DI FRONTE AL FORMARSI del governo di oggi tornano alla mente le parole dell’epigrafe
che Piero Calamandrei scrisse, all’indomani delle elezioni del giugno 1953, rivolgendosi ai
partigiani caduti della Resistenza: «Non rammaricatevi dai vostri cimiteri di montagna se
giù al piano, nell’aula dove fu giurata la Costituzione murata col vostro sangue, sono
tornati, da remote calingi, i fantasmi della vergogna». Il falso racconto del passato,
finalizzato al governo del presente, propalato oggi dalle alte cariche dello Stato e
dell’esecutivo ha iniziato il suo cammino.
CON IL SILENZIO nel centenario della «marcia su Roma»; con la dichiarata ostilità
all’antifascismo ed alla Resistenza scandalosamente criminalizzati e negati da Meloni nella
sua improbabile ricostruzione della storia d’Italia; con la «fuga», attraverso il vittimismo,
dagli anni Settanta delle stragi e dello squadrismo nelle fabbriche e nelle università.
Nelle aule del Parlamento italiano abbiamo visto concretarsi ciò che Calamandrei
preconizzava: «Apprenderemo, da fonte diretta, la storia vista dai carnefici». Non ci
troviamo certo di fronte a un ritorno del «fascismo eterno».
TUTTAVIA LE RADICI profonde di questa destra (fin dal dopoguerra radicalmente
«atlantica») riemergono oggi dalla voce di Giorgia Meloni o nel loro identitarismo classista
che dichiara di «non voler disturbare» industriali e ceti proprietari; di voler avversare i
migranti; di promuovere la guerra contro le donne che non vogliono omologarsi all’essere
soltanto «madri e cristiane», come urlato nei comizi filo-franchisti di Vox in Spagna.

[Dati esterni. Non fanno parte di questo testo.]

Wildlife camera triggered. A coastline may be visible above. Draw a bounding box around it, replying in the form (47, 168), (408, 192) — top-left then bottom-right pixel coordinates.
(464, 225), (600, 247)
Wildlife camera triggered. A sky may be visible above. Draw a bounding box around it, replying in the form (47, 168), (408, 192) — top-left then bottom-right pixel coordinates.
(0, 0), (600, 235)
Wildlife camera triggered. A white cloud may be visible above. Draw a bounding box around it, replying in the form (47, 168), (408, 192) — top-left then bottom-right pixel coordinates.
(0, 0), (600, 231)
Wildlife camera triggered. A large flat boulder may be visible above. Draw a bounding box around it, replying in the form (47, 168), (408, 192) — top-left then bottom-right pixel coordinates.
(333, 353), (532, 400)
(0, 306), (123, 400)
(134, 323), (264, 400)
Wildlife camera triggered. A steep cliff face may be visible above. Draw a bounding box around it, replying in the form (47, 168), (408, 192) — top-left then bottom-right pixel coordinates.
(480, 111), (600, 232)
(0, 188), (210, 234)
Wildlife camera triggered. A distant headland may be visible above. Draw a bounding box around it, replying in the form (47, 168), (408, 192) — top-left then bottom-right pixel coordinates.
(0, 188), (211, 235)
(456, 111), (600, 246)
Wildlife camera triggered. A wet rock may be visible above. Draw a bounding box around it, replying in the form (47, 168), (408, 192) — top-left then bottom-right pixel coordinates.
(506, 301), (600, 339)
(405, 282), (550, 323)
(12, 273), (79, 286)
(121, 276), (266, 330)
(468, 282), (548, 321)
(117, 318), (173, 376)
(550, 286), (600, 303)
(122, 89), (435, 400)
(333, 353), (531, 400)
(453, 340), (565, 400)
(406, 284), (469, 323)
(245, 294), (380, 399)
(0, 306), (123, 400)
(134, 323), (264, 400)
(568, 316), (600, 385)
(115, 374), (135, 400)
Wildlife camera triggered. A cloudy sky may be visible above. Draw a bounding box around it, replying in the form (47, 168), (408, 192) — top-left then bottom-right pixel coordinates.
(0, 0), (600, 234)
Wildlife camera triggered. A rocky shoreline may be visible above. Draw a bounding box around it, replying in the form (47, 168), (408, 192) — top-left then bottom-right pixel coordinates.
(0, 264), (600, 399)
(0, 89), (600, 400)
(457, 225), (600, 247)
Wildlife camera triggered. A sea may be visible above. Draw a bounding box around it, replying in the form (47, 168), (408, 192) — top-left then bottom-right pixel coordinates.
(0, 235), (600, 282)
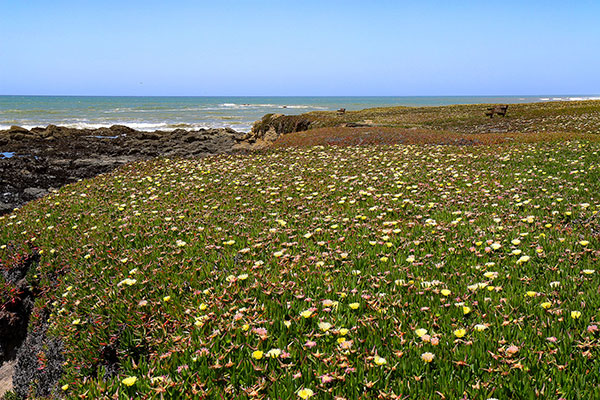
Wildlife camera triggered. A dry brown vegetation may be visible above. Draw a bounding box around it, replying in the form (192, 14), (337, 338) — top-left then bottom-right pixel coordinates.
(272, 101), (600, 147)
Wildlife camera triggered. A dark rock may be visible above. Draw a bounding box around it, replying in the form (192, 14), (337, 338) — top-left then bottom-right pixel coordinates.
(23, 188), (48, 199)
(0, 125), (244, 215)
(8, 125), (31, 135)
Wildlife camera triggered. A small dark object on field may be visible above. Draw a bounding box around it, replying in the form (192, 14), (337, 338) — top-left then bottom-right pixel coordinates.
(485, 105), (508, 118)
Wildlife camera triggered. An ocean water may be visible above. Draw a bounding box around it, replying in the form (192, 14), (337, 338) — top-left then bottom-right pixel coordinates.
(0, 95), (600, 132)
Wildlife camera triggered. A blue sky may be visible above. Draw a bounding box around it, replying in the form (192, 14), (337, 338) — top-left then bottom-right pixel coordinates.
(0, 0), (600, 96)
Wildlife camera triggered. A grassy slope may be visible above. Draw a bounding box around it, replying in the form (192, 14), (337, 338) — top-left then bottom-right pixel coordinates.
(0, 141), (600, 399)
(296, 100), (600, 133)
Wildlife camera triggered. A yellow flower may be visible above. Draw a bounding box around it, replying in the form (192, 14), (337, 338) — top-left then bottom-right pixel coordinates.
(121, 376), (137, 386)
(454, 329), (467, 338)
(298, 389), (315, 400)
(375, 356), (387, 365)
(252, 350), (264, 360)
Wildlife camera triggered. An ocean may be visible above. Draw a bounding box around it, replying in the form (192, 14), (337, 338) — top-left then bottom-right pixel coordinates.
(0, 95), (600, 132)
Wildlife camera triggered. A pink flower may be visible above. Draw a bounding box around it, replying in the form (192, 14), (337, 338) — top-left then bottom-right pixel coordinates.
(506, 344), (519, 356)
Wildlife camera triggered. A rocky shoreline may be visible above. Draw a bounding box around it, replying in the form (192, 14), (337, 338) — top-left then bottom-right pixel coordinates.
(0, 125), (248, 215)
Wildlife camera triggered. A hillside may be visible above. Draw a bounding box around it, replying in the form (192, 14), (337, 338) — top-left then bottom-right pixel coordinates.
(0, 137), (600, 399)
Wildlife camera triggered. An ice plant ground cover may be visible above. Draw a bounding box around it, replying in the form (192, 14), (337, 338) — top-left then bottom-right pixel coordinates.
(0, 141), (600, 399)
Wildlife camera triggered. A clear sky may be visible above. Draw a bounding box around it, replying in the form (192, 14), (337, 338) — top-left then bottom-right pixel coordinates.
(0, 0), (600, 96)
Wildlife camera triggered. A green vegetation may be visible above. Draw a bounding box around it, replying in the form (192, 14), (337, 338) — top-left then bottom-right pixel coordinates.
(0, 140), (600, 399)
(254, 100), (600, 138)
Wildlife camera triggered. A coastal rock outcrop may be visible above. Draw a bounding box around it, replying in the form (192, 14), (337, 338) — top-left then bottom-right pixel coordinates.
(0, 125), (245, 215)
(234, 114), (312, 150)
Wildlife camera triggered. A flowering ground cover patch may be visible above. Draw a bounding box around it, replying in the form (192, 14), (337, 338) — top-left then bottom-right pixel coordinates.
(0, 141), (600, 399)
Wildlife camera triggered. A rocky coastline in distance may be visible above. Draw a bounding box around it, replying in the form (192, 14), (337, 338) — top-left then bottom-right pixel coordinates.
(0, 125), (255, 215)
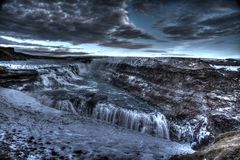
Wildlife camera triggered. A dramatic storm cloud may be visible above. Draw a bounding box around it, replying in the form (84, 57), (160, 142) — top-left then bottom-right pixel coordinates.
(0, 0), (240, 58)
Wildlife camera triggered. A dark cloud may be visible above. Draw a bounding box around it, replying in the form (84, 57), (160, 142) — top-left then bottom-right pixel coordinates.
(0, 0), (7, 11)
(0, 0), (153, 48)
(144, 49), (167, 53)
(133, 0), (240, 40)
(163, 12), (240, 40)
(101, 39), (152, 49)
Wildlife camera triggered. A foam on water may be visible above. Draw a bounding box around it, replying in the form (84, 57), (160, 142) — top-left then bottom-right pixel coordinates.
(93, 104), (169, 139)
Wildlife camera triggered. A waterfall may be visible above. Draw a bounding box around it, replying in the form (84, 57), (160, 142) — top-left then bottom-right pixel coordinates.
(93, 104), (169, 139)
(38, 64), (88, 89)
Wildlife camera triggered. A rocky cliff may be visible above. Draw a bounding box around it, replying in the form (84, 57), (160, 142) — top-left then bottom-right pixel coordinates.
(171, 131), (240, 160)
(93, 58), (240, 149)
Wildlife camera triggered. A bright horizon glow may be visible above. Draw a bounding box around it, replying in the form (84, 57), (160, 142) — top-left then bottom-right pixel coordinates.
(0, 36), (240, 59)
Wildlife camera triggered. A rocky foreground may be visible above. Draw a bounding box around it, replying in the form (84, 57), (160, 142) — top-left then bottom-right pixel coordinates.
(171, 131), (240, 160)
(0, 52), (240, 159)
(92, 58), (240, 149)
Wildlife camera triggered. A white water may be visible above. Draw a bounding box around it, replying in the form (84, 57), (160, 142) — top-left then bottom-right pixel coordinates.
(93, 104), (169, 139)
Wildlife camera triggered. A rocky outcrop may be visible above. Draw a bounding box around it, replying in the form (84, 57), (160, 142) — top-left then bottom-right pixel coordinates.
(170, 131), (240, 160)
(0, 67), (38, 87)
(93, 58), (240, 149)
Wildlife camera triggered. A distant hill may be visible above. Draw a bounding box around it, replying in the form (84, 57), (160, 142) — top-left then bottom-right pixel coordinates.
(0, 46), (93, 63)
(0, 47), (31, 60)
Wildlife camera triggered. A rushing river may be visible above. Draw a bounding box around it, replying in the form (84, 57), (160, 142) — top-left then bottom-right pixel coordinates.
(0, 60), (191, 159)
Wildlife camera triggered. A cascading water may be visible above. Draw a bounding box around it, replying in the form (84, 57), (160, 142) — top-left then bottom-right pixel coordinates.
(93, 104), (169, 139)
(6, 60), (169, 139)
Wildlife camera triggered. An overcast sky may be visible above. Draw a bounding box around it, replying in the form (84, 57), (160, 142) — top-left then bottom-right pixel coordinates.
(0, 0), (240, 58)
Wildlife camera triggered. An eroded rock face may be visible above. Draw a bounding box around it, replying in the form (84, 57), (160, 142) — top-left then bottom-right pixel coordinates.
(171, 131), (240, 160)
(91, 58), (240, 149)
(0, 67), (38, 87)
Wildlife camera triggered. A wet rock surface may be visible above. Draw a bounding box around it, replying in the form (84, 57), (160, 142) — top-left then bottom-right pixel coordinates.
(0, 88), (192, 159)
(0, 58), (240, 159)
(170, 131), (240, 160)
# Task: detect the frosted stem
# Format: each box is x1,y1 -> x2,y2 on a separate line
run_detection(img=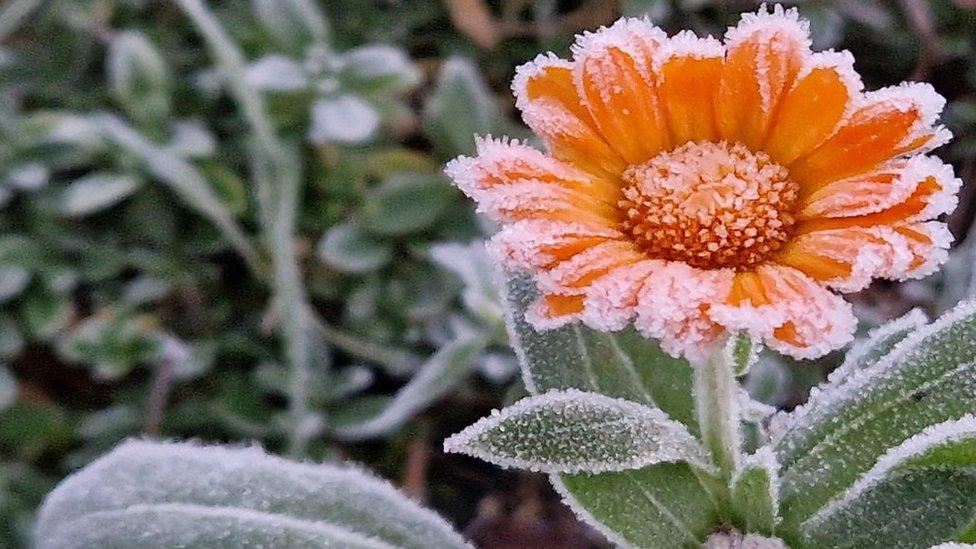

L’inquietudine che suscita il bagaglio storico rivendicato dalla destra è pari soltanto a quella
alimentata dalla lettura della stampa italiana, l’unica restìa a chiamare postfascista il
partito Fratelli d’Italia; l’unica incapace di raccontare la natura profonda di una Presidente
del Consiglio politicamente accarezzata dalle familistiche ed eterne (quelle si) classi
dirigenti nazionali che ieri ebbero tra i loro padri e nonni fondatori i veri sostenitori del
regime fascista e che oggi posseggono di tutti i principali mezzi di informazione.
DA QUESTE consapevolezze sarà necessario ripartire per una battaglia culturale e politica
di difesa della verità storica, della Costituzione e dei diritti della persona.
«Troppo presto li avevamo dimenticati – ammoniva Calamandrei – è bene che siano esposti
in vista su questo palco. Perché tutto il popolo riconosca i loro volti e si ricordi».